The data is coded in an unusual manner. A typical line is:
12002,Central Nova","Nova-Centre"," 1","River John",N,N,"",1,299,"Chisholm","","Matthew","Green Party","Parti Vert",N,N,11
There is a " on the end of the Central-Nova but not at the beginning. So in order to read in the data, I suppressed the quotes, which worked fine for the first few files. ie.
test<-read.csv("pollresults_resultatsbureau11001.csv",header = TRUE,sep=",",fileEncoding="latin1",as.is=TRUE,quote="")
Now here is the problem: in another file (eg. pollresults_resultatsbureau12002.csv), there is a line of data like this:
12002,Central Nova","Nova-Centre"," 6-1","Pictou, Subd. A",N,N,"",0,168,"Parker","","David K.","NDP-New Democratic Party","NPD-Nouveau Parti democratique",N,N,28
Because I need to suppress the quotes, the entry "Pictou, Subd. A" makes R wants to split this into 2 variables. The data can't be read in since it wants to add a column half way through constructing the dataframe.
Excel and OpenOffice both can open these files no problem. Somehow, Excel and OpenOffice know that quotation marks only matter if they are at the beginning of a variable entry.
Do you know what option I need to enable on R to get this data in? I have >300 files that I need to load (each with ~1000 rows each) so a manual fix is not an option...
I have looked all over the place for a solution but can't find one.
Building on my comments, here is a solution that would read all the CSV files into a single list.
# Deal with French properly
options(encoding="latin1")
# Set your working directory to where you have
# unzipped all of your 308 CSV files
setwd("path/to/unzipped/files")
# Get the file names
temp <- list.files()
# Extract the 5-digit code which we can use as names
Codes <- gsub("pollresults_resultatsbureau|.csv", "", temp)
# Read all the files into a single list named "pollResults"
pollResults <- lapply(seq_along(temp), function(x) {
T0 <- readLines(temp[x])
T0[-1] <- gsub('^(.{6})(.*)$', '\\1\\"\\2', T0[-1])
final <- read.csv(text = T0, header = TRUE)
final
})
names(pollResults) <- Codes
You can easily work with this list in different ways. If you wanted to just see the 90th data.frame you can access it by using pollResults[[90]] or by using pollResults[["24058"]] (in other words, either by index number or by district number).
Having the data in this format means you can also do a lot of other convenient things. For instance, if you wanted to fix all 308 of the CSVs in one go, you can use the following code, which will create new CSVs with the file name prefixed with "Corrected_".
invisible(lapply(seq_along(pollResults), function(x) {
NewFilename <- paste("Corrected", temp[x], sep = "_")
write.csv(pollResults[[x]], file = NewFilename,
quote = TRUE, row.names = FALSE)
}))
Hope this helps!
This answer is mainly to #AnandaMahto (see comments to the original question).
First, it helps to set some options globally because of the french accents in the data:
options(encoding="latin1")
Next, read in the data verbatim using readLines():
temp <- readLines("pollresults_resultatsbureau13001.csv")
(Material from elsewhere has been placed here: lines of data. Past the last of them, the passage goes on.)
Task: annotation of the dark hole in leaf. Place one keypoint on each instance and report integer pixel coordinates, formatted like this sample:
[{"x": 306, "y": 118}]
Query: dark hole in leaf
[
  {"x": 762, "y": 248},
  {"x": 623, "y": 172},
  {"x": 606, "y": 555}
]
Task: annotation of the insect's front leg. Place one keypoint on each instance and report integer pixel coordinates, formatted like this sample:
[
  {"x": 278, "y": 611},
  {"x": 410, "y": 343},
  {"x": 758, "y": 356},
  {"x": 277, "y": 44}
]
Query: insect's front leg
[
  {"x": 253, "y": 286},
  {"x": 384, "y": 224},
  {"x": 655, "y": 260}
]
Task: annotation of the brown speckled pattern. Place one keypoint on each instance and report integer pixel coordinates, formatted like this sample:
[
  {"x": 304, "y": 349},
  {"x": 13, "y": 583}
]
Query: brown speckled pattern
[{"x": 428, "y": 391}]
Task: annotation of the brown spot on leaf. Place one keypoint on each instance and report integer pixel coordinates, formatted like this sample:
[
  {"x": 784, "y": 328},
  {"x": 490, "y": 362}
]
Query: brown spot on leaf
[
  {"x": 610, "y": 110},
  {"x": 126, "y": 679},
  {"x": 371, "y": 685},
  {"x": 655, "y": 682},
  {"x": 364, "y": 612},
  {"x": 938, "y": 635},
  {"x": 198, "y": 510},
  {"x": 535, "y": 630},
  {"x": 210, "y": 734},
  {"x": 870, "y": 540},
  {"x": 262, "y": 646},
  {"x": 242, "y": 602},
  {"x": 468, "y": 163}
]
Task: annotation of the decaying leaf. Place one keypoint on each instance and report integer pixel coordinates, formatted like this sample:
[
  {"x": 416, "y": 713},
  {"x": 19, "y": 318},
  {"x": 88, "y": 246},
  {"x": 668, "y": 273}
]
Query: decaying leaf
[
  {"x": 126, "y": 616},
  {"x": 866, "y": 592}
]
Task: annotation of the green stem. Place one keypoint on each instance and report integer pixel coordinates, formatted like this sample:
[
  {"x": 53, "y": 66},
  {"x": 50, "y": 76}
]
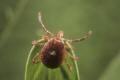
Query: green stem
[{"x": 29, "y": 55}]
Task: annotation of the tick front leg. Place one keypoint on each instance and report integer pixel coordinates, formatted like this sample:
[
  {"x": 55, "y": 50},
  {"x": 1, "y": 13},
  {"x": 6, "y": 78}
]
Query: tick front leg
[
  {"x": 68, "y": 65},
  {"x": 35, "y": 58},
  {"x": 81, "y": 39},
  {"x": 72, "y": 57}
]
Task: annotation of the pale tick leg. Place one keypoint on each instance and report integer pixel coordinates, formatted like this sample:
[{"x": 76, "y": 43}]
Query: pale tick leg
[
  {"x": 72, "y": 57},
  {"x": 35, "y": 58},
  {"x": 68, "y": 65},
  {"x": 81, "y": 39},
  {"x": 44, "y": 28}
]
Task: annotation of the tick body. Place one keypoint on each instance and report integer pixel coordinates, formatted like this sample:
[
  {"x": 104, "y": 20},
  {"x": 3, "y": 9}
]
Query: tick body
[
  {"x": 54, "y": 49},
  {"x": 52, "y": 54}
]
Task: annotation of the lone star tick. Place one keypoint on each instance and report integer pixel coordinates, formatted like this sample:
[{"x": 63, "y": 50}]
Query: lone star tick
[{"x": 54, "y": 49}]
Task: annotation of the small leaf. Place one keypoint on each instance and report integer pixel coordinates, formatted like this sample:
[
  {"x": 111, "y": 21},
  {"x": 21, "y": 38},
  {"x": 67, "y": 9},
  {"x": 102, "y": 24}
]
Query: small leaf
[
  {"x": 40, "y": 72},
  {"x": 113, "y": 71}
]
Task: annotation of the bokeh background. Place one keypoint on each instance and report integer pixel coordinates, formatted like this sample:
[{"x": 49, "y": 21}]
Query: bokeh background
[{"x": 99, "y": 56}]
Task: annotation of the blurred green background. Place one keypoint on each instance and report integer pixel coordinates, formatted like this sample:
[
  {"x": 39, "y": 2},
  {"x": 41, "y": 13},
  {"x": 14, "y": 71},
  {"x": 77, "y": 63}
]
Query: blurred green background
[{"x": 99, "y": 56}]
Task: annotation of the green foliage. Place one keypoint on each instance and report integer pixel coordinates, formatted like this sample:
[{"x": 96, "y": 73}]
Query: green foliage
[
  {"x": 113, "y": 70},
  {"x": 40, "y": 72},
  {"x": 19, "y": 26}
]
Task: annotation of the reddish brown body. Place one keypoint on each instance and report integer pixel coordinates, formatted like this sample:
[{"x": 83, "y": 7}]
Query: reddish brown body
[{"x": 52, "y": 54}]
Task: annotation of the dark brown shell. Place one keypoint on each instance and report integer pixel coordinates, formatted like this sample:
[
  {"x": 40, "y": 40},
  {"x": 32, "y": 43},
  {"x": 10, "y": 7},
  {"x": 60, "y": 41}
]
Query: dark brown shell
[{"x": 52, "y": 53}]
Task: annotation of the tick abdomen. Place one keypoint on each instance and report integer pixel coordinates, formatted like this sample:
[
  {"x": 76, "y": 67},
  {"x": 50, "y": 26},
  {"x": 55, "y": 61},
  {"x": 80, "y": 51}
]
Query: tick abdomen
[{"x": 52, "y": 53}]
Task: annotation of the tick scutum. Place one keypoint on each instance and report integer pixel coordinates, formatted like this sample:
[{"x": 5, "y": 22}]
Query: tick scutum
[{"x": 52, "y": 53}]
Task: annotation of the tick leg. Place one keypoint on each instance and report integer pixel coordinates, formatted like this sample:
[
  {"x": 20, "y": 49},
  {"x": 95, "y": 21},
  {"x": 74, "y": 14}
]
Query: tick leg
[
  {"x": 72, "y": 57},
  {"x": 37, "y": 44},
  {"x": 68, "y": 65},
  {"x": 35, "y": 58},
  {"x": 81, "y": 39},
  {"x": 44, "y": 28}
]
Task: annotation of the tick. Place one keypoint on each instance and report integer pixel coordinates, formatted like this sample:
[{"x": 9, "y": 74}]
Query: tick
[{"x": 54, "y": 49}]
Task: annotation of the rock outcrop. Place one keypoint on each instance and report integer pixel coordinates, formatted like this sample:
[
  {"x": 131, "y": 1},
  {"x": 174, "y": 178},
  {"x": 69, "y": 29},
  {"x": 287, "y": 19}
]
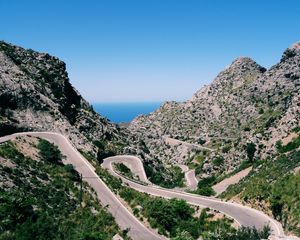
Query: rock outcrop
[
  {"x": 36, "y": 95},
  {"x": 245, "y": 103}
]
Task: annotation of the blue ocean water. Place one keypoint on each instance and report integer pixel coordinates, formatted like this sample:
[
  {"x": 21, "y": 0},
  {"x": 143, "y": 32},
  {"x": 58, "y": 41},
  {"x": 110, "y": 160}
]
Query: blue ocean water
[{"x": 124, "y": 112}]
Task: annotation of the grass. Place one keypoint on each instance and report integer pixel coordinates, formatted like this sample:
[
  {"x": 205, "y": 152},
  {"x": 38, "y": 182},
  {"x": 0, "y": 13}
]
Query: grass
[
  {"x": 45, "y": 201},
  {"x": 272, "y": 182}
]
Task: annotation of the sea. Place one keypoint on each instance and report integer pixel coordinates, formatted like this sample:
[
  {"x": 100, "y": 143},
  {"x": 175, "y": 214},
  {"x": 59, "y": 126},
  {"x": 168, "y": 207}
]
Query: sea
[{"x": 125, "y": 112}]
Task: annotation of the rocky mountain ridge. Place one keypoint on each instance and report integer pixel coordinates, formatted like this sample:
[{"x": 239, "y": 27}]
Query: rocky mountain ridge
[
  {"x": 36, "y": 95},
  {"x": 245, "y": 103}
]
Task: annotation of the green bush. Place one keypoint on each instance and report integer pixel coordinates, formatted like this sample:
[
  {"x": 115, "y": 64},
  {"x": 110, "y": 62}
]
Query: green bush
[
  {"x": 49, "y": 152},
  {"x": 250, "y": 149}
]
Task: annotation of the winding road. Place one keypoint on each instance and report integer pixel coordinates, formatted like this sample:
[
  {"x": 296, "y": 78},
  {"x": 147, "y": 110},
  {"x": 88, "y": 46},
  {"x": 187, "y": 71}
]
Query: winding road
[{"x": 245, "y": 216}]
Following this, simply replace the first comma in each line of data with a comma+quotation. This works because the first field is always 5 characters long. Note that it leaves the header untouched.
temp[-1] <- gsub('^(.{6})(.*)$', '\\1\\"\\2', temp[-1])
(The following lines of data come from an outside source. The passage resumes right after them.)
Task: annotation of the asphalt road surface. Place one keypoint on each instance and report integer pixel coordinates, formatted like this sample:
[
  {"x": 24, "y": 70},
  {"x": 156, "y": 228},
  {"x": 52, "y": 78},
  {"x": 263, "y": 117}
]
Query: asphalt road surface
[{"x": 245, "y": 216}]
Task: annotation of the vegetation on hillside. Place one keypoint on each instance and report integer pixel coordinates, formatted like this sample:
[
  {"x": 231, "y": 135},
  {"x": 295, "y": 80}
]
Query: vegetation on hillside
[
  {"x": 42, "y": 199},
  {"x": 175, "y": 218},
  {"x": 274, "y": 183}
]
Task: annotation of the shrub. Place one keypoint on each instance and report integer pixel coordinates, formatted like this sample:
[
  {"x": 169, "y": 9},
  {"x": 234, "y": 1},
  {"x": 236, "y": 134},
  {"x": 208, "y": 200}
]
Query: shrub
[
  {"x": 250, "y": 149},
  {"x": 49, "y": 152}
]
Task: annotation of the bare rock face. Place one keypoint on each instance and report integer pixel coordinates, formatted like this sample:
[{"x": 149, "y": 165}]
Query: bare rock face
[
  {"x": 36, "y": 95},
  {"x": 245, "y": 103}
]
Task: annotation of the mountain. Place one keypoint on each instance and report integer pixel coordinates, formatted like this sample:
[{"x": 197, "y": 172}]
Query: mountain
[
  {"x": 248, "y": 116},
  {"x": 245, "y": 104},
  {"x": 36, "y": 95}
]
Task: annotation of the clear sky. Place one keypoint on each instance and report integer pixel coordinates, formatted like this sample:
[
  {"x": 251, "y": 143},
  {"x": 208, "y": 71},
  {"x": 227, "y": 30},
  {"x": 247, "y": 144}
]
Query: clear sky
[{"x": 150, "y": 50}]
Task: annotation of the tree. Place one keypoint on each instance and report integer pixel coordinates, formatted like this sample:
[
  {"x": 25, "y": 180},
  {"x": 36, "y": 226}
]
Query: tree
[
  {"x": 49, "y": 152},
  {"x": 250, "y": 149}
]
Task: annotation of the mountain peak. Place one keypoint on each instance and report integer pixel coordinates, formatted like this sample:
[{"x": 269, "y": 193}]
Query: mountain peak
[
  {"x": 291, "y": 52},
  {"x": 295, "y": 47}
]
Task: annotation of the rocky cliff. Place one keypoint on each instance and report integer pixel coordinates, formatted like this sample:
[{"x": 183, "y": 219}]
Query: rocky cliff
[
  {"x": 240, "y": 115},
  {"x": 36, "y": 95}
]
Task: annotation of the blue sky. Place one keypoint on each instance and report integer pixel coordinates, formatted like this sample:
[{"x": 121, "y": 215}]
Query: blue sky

Penultimately, write over the original file.
fileConn<-file("pollresults_resultatsbureau13001.csv")
writeLines(temp,fileConn)
close(fileConn)
Finally, simply read the data back into R:
data<-read.csv(file="pollresults_resultatsbureau13001.csv",header = TRUE,sep=",")
There is probably a more parsimonious way to do this (and one that can be iterated more easily) but this process made sense to me.